What's good about it?
Quits swiftly.
Bravo Romeo Delta (1993)
Made by: Frankenstein Software
Reviewed in: PCG 023
Score: 3%
What's wrong with it?
The first thing I did in Bravo Romeo Delta is nuke the White House. I don't know what the second thing was, because this game's UI consists of four screens and every single one of them is absolutely unparseable. It's a Cold War sim—a kind of proto-Defcon—that puts you in charge of either the US or USSR's nuclear arsenal and charges you with… well, I guess I don't know what it charges you with.
This is a game too antediluvian to have anything like a tutorial. Everything was likely explained in its manual, now lost to time. It also has almost no artwork and even less sound: the decision to dump 30 nuclear bombs across strategic targets in the US is accompanied only by a minor blip, like you're inputting your PIN at an ATM.

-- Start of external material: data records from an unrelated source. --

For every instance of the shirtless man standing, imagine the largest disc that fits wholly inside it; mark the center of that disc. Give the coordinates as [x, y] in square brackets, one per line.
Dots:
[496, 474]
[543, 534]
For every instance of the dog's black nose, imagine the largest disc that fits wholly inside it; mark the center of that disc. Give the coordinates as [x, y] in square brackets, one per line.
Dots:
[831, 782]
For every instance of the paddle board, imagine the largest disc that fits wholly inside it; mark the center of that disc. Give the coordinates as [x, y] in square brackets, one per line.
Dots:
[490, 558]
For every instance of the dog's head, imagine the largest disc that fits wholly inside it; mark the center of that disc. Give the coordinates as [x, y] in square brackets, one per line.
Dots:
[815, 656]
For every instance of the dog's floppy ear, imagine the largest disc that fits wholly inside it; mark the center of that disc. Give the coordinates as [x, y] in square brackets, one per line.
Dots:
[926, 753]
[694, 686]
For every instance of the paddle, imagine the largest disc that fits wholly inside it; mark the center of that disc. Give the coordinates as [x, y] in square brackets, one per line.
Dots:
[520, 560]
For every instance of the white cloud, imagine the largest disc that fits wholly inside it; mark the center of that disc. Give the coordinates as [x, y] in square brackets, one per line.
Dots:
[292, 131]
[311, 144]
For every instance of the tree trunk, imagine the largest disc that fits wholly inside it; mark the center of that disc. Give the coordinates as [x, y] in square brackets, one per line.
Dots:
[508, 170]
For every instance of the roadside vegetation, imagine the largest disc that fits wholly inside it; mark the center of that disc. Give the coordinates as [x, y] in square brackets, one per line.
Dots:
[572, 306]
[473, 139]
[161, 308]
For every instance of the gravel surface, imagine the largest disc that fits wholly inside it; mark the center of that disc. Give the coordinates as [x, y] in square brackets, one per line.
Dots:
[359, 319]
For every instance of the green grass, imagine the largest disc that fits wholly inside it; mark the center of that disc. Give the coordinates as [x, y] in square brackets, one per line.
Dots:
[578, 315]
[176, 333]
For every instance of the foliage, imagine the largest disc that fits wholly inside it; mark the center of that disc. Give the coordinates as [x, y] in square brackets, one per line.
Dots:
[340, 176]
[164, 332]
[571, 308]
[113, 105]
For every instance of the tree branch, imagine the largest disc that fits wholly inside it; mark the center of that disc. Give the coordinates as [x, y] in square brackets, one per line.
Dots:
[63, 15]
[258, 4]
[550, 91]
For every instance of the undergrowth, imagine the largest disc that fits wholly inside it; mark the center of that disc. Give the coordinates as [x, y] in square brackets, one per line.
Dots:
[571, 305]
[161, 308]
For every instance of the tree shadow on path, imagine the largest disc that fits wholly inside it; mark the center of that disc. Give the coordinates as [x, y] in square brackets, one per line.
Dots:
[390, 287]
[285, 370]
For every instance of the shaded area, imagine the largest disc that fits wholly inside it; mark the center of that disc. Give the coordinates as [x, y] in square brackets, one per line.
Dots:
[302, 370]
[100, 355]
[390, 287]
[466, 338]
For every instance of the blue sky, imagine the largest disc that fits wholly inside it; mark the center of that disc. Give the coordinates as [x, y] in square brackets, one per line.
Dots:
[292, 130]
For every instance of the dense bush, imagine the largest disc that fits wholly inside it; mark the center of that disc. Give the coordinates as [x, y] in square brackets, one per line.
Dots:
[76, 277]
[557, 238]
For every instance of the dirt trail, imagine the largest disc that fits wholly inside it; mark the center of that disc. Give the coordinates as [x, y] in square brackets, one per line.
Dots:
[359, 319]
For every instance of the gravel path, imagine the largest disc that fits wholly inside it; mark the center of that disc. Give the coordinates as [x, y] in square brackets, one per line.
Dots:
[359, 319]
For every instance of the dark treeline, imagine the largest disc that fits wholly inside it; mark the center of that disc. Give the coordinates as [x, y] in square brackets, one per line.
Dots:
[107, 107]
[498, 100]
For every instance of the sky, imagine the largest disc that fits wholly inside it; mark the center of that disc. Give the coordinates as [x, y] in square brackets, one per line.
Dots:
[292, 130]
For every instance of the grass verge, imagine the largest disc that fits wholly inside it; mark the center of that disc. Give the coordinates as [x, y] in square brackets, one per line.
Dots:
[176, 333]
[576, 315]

This is a strange one, because Bravo Romeo Delta is exactly the kind of thing I'd get super into if it had literally any grippable surface for me to latch onto. As it is, I'm just a monkey at a typewriter that happens to be connected to several thousand nuclear warheads, bashing around aimlessly and without thought, accidentally extinguishing millions, perhaps billions of lives as I try to find my way from the Nuclear Strike Plan Generator screen to the Command Control Communications screen. Is Belgium gone? I think I just got rid of Belgium.
What's good about it?
All the things that are bad about it are, I'm pretty sure, also good. This feels like a Paradox-before-Paradox game to me, just a rat's nest of information and weird UI that probably obscures some kind of really cool simulation. Selecting a target and scrolling through a list of different nukes like you're choosing what to wear to prom is honestly kind of impressive in the way it captures the strange, detached evil of nuclear weapons. I just wish I had any idea what the buttons I'm hitting meant.
Plumbers Don't Wear Ties
Made by: United Pixtures
Reviewed in: PCG 008
Score: 3%
What's wrong with it?
For reasons they will one day have to justify before our father in heaven, Limited Run Games recently announced a remaster of Plumbers Don't Wear Ties (1993), an FMV comedy dating sim that consists almost entirely of still images overdubbed by voice actors recording their lines into a phone.
To be fair, you could easily make a game fitting that description and have it become one of my favourites of all time, but Plumbers Don't Wear Ties is dire. It's a loose assemblage of dull tropes and bad jokes stuffed into something that is, I suppose, technically a videogame. The only input a player has is choosing which riveting route the storyline will follow, making it a kind of awkward choose-your-own-adventure that will, if you play your cards right, sometimes yield an image of an actor in their underwear. According to legend, PC Gamer of yore called it "irksome and yobbishly executed pseudo-pornographic photo story with the wit and charm of an elephant's arse," so there's room for improvement in the new version.
What's good about it?
It kind of sucks? I mean that in a positive way. It's undoubtedly a terrible and slovenly game, if game is even the right word, but I can't help but find something charming about how incredibly subpar it is. The only bit of actual FMV in the game consists of an underpaid and questionably talented actress at the very beginning, reading lines off a cue card against the unironed bed sheet the devs used as a backdrop.
It is artless in a way that even everyday life is not artless, like someone has gone in and carefully constructed the worst thing possible. It might sound strange, but it's kind of a pleasure to witness in the same way a technically accomplished painting is. You just don't see this kind of low quality every day. This level of talentlessness takes talent. Now that I think about it, I can't wait for the remaster.